Села на лихача, покатила Замоскворечьем с нежной зеленью садов, длинными заборами, скучными особняками, красными громадами церквей барочистых. Мягко шины прыгали. Я развалилась, заложивши ногу за ногу, вдыхала смесь нежно-благоуханного с запахом бакалеи и лабаза. Кричали пестро трактирчики вывесками красно-синими и желтыми. Промелькнула решетка чугунная у шестой гимназии, над зеленью проплыла стая золотых, на лазури вечерней горевших куполов Кадашей, и по Каменному мосту мой извозчик ехал шагом. Вечные рыболовы в мелкой, мутной, быстро текучей Москва-реке! И купальни, дети, бабы, голыши на откосах – направо же Кремль, туманно-златоглавый, в легенькой кисее пыли, с башнями зубастыми и плосколицыми дворцами.
Я ощущала себя в этот день очень взволнованно. Никого видеть не хотела, и была одна.
И несколько дней сидела дома, пела, в одиночестве слонялась по бульварам.
В один из вечеров села в трамвай, доехала на Земляной вал, к Георгию Александровичу.
Я поднялась прямою лестницей во второй этаж. В лучах заката, пышными и нежными кудрями разметавшимися, взглянул на меня бюст Юпитера Отриколийского. Теми же слепыми и покойными глазами смотрит он на утро, ночь, и Вечной Ночи не боится. Да, мне с ним удобно, мне легко. Я отщипнула листок с мирта, что стоял у постамента, прошла в кабинет зеленоватый, выходивший в сад.
Золотистый свет, с зеленоватым отблеском листвы, наполнял комнату. Над папкою разложенной Георгий Александрович, в пижаме. Увидев меня, встал, поцеловал руку. В спокойствии движений и в изяществе – такое ж как бы продолжение Юпитера. В папке гравюры: Терборх и Вермеер. Я наклонилась.
– Ах искусство, все искусство… Он их сложил.
Почему мне быть против искусства? Да, но сейчас, сегодня, вряд ли взволновал бы меня Терборх. Мы через балкончик сошли в сад.

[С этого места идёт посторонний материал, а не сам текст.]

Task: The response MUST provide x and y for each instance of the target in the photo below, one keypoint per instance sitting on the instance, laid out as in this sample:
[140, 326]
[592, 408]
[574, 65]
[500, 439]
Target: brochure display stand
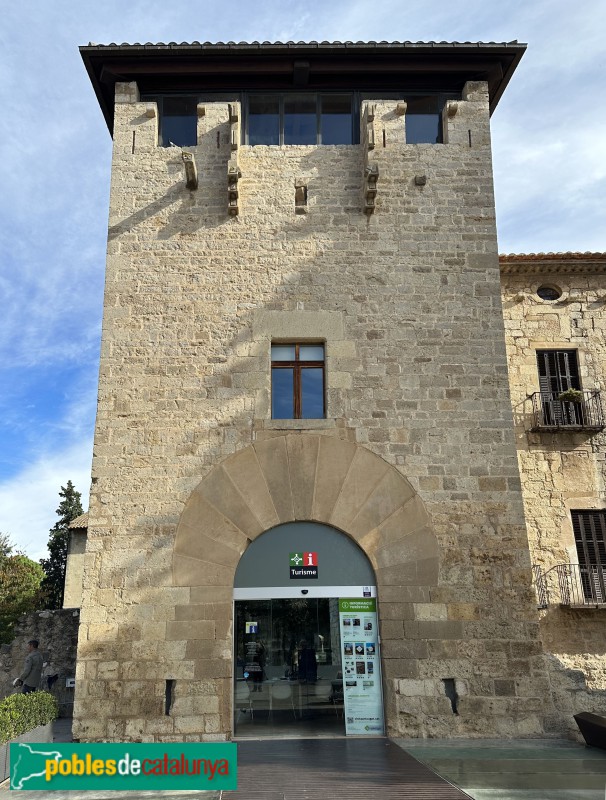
[361, 666]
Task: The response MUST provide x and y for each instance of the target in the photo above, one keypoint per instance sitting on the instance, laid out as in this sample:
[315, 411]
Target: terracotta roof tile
[79, 522]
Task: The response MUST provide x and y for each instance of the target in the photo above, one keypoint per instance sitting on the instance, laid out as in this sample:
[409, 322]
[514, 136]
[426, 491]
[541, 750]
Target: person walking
[31, 675]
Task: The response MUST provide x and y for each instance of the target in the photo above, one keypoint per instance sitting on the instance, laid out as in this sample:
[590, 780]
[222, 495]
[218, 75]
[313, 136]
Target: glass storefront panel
[288, 672]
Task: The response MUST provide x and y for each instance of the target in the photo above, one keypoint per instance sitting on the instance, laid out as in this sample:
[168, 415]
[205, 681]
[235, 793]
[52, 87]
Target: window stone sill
[295, 424]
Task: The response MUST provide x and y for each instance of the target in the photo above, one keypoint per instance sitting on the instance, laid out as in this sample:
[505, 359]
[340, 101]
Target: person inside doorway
[307, 663]
[255, 663]
[30, 677]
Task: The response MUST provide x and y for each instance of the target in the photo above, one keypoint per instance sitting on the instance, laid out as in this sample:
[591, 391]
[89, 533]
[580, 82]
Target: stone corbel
[233, 169]
[371, 176]
[369, 128]
[191, 172]
[233, 193]
[371, 171]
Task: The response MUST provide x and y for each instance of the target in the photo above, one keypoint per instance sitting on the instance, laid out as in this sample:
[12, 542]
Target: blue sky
[549, 156]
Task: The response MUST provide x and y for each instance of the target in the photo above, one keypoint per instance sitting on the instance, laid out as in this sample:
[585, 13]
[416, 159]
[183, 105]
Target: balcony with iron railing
[551, 413]
[571, 585]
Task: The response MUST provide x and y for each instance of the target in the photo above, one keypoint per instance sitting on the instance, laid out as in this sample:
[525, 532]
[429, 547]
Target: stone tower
[322, 214]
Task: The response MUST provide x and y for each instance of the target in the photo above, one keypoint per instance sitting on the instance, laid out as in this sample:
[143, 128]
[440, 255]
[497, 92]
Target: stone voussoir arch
[304, 477]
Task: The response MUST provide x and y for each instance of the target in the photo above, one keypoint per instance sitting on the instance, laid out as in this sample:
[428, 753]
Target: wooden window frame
[297, 367]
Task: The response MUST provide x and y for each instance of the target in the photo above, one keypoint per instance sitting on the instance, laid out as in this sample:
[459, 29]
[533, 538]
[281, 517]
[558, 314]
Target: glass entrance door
[288, 668]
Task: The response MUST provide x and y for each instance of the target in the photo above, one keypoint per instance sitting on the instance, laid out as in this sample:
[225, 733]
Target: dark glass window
[549, 293]
[423, 120]
[590, 538]
[304, 119]
[336, 119]
[300, 119]
[178, 121]
[297, 381]
[263, 119]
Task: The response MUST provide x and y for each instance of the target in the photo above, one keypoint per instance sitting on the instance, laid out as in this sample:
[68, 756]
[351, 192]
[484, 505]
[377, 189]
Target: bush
[20, 713]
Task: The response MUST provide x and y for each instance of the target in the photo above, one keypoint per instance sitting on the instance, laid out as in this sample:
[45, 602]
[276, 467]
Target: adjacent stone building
[554, 310]
[306, 509]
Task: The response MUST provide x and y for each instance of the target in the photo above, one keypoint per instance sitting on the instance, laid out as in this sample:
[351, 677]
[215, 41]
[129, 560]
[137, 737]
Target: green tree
[20, 580]
[6, 546]
[54, 566]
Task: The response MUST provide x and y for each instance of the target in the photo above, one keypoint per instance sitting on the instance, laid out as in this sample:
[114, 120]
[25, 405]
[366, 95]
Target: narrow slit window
[297, 381]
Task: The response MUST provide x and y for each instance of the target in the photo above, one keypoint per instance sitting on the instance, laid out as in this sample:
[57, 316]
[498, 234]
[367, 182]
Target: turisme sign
[303, 566]
[140, 767]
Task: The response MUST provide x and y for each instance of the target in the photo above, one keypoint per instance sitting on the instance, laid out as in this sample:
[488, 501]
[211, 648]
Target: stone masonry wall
[408, 302]
[565, 470]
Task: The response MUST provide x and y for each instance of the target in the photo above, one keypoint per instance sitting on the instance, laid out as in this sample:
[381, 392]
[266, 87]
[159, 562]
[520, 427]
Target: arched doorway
[283, 479]
[306, 651]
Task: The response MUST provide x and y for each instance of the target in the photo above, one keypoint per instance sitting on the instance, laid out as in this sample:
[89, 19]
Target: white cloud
[55, 153]
[29, 499]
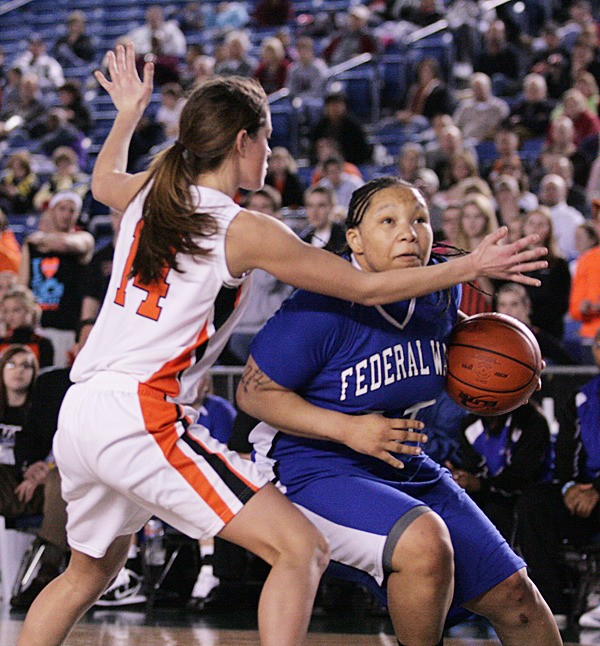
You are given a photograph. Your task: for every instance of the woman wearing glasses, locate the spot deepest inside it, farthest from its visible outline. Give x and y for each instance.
(19, 490)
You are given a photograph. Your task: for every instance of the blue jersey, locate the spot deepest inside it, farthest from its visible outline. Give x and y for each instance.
(353, 359)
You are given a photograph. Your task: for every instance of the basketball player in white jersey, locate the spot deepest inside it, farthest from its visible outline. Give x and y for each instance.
(124, 445)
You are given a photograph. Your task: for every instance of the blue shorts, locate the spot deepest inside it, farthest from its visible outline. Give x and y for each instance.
(357, 512)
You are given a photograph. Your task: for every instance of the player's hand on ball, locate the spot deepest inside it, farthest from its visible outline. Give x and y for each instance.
(382, 437)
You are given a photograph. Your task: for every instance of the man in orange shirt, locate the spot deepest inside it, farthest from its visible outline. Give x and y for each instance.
(584, 302)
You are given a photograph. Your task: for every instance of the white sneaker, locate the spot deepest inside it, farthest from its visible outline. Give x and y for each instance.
(591, 618)
(561, 621)
(125, 590)
(205, 583)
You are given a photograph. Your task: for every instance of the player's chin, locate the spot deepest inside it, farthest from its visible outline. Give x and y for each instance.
(403, 262)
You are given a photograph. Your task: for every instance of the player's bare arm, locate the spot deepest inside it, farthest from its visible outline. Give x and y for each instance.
(255, 240)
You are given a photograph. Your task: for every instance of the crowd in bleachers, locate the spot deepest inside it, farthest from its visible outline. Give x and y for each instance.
(502, 105)
(492, 113)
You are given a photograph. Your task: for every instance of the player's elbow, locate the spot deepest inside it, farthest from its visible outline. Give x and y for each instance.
(244, 399)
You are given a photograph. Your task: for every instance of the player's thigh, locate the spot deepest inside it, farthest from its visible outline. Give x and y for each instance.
(482, 557)
(270, 525)
(362, 518)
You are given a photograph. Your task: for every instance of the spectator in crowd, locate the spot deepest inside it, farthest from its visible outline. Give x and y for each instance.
(322, 230)
(28, 113)
(586, 83)
(237, 59)
(8, 280)
(479, 116)
(507, 195)
(272, 13)
(549, 301)
(76, 111)
(587, 237)
(66, 177)
(563, 143)
(53, 258)
(10, 251)
(325, 148)
(307, 77)
(226, 17)
(339, 124)
(427, 96)
(530, 116)
(75, 47)
(527, 199)
(438, 153)
(353, 39)
(193, 52)
(584, 60)
(592, 187)
(191, 17)
(21, 315)
(477, 220)
(410, 161)
(506, 142)
(428, 183)
(341, 183)
(552, 61)
(266, 292)
(500, 60)
(272, 67)
(512, 299)
(282, 175)
(450, 226)
(10, 88)
(169, 111)
(553, 194)
(58, 133)
(501, 457)
(585, 123)
(203, 68)
(163, 41)
(36, 61)
(567, 507)
(576, 195)
(158, 36)
(18, 184)
(584, 304)
(18, 371)
(97, 273)
(33, 453)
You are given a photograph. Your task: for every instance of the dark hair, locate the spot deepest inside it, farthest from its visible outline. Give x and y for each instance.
(6, 356)
(211, 119)
(361, 198)
(360, 202)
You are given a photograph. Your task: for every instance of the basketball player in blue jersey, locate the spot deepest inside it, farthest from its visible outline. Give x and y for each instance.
(337, 384)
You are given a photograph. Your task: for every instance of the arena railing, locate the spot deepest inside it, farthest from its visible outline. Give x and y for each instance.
(559, 383)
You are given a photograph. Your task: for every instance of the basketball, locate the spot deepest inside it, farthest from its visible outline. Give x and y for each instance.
(494, 363)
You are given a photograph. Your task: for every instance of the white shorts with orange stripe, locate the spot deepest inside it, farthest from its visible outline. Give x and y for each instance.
(125, 454)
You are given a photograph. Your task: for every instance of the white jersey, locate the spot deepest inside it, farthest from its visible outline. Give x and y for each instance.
(168, 334)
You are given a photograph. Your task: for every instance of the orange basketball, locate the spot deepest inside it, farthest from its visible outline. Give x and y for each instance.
(494, 363)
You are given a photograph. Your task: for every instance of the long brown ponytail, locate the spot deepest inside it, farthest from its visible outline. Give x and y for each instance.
(210, 121)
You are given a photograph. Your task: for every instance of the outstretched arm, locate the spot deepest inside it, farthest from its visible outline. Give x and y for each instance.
(111, 184)
(282, 408)
(256, 240)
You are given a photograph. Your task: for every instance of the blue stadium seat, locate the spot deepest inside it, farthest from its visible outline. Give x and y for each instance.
(284, 118)
(361, 87)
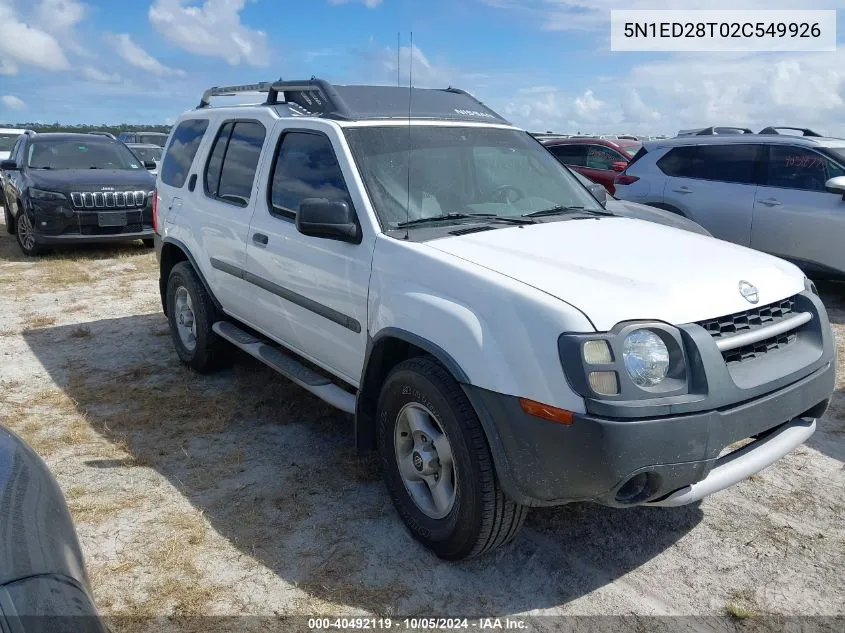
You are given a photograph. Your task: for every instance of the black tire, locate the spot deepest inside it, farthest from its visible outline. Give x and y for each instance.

– Дубы, липы… Вам бы нужен сад со статуями… под лаврами, и миртами, и олеандрами.
Он кивнул. Мы сели. Здесь было прохладно, влажно, сумеречно. По верхам деревьев протекало еще, нежным золотом, прощание солнца.
– Я скоро все увижу это: мирты, и оливы, кипарисы…
– Вот как!
Он взглянул – прямо в глаза мне.
– Уезжаю в Рим.
Я разметала веточкой букашек красно-черных на углу скамейки.
– И надолго?
– Да. Может быть, это нелепо все… Но был бы очень рад, если бы вы, от полноты жизни вашей, от избытка… вспомнили бы обо мне и написали… ну, хоть несколько-то строк.
– А если бы вы не поехали совсем?
– Нет, я поеду.
Я вскипела.
– А вдруг я пожелаю, чтобы вы остались и не уезжали вовсе в этот Рим?
Он на меня смотрел – долго и внимательно.
– Зачем я вам?
– Ну, просто, я бы пожелала, чтоб вы были тут? Представьте, мне приятней это было б.
Георгий Александрович слегка задохнулся.
– Теперь… нет, все-таки уехал бы. Я буду рад, если увижу ваши письма, но уж здесь… «добрым другом»… нет.
Я вдруг почувствовала, что краснею. Встала, быстро обняла его, поцеловала в лоб.
– Ну, уезжайте.
Я взволновалась, вдруг я вспомнила Маркушу и Андрея, как они далеко, скоро – далеко будет и этот седоватый человек с профилем медали древней, пусть, я остаюсь одна в Москве весенней, пьяной, нежной, жгучей.
Я недолго посидела у него. Был вечер, я пешком шла под звездами, по пустынным улицам Москвы. Да, окончательный полет! Некому поддержать, остановить меня.
И я, конечно, оказалась в клубе. Игроки приветствовали, удивлялись, почему я долго не была. А в час явился Александр Андреич. Играли до рассвета, он проводил меня домой, – вставало солнце розовое, май налетал в златистых облачках, в курлыкании голубей на Страстной площади, в нежной голубизне далей к Триумфальной арке.